Successful Aging Requires “Whole Life” Planning
We often equate preparing for old age with achieving the financial security needed to sustain us throughout life. However, a truly successful and fulfilling aging experience requires planning and preparation in all areas of life.
Financial planning is indeed important, but money alone cannot “buy” happiness, good health, meaningful relationships, and purposeful activities. In The Late-Start Investor, John Wasik wrote:
“Instead of absorbing an obsolete view of retirement, you should consider what I call your New Prosperity. This includes a flexible life plan that provides for your financial, vocational, physical, emotional, and spiritual needs. Unless you look at your future holistically, merely saving up a pile of money will be a meaningless act.”
Invest in Nine Facets of Life
The key to successful aging is acknowledging the impact of choices made today on your life in the future. Therefore, it is important to seek growth and development—throughout adulthood and old age—in each of the following Nine Facets of Life:
- Intellectual Engagement – Includes activities and educational opportunities that facilitate lifelong learning; stimulate thinking and curiosity; and increase understanding, knowledge, skills, and mental acuity.
- Purposeful Pursuits – Includes productive activities that are considered to be one’s “work,” whether paid or unpaid, and provide a sense of meaning and contribution.
- Leisure & Recreation – Includes activities for personal enjoyment and for refreshing the body, mind, and spirit.

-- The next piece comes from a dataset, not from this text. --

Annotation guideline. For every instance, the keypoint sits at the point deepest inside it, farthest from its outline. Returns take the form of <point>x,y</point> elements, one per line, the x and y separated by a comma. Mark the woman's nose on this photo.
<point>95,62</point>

- Healthcare & Physical Fitness – Includes appropriate medical and self-care, good nutrition, and regular exercise.
- Close Relationships – Includes one’s inner circle of family members, friends, and colleagues.
- Community & Social Relationships – Includes formal and informal networks, gatherings, associations, and affiliations that provide a sense of belonging and opportunities for social interaction and contribution.
- Home & Location – Includes type of housing, ambience of living space, and geographic location that meets physical needs and nurtures one’s mind and spirit.
- Inner Growth – Includes commitment to emotional well-being, personal and spiritual growth, and an ever increasing sense of self-actualization.
- Financial Well-Being – Includes basic financial knowledge, sound financial practices, and a growing understanding of beliefs and attitudes that influence financial behaviors.
Visualize Your Life in the Future
There is a lot of truth to the old saying, “if you don’t know where you are going, any road will take you there.” In contrast, as you plan for old age, it is important to envision and articulate the various elements you want to include in your “whole life” portfolio.
A good approach is to first picture yourself at different ages and in each of the Nine Facets of Life. In this process, it is especially helpful to think of your future in 5-10 year increments.
Take time to visualize what you would like to have, do, see, feel, and experience in all of these areas. In particular, consider how you will define quality of life and how your aging process will affect every component of your personal well-being.
Draw a picture in your mind of the life you want to have and then continue to build on those images. Whatever you identify and claim for yourself will become the internal compass of your life by consciously and subconsciously guiding all of the big and little decisions you make on a daily basis.
Commit to a Positive Outlook
It is not uncommon for individuals to avoid thinking about growing old because it conjures up feelings of dread and anxiety as well as images of inactivity, sadness, and decline. The truth is, however, that life can remain rich, satisfying, and meaningful throughout one’s life.
Each life stage offers challenges, but incredible rewards as well. This perspective will not only help you to keep a positive outlook, but will also guide you in creating an aging experience that is rich and rewarding.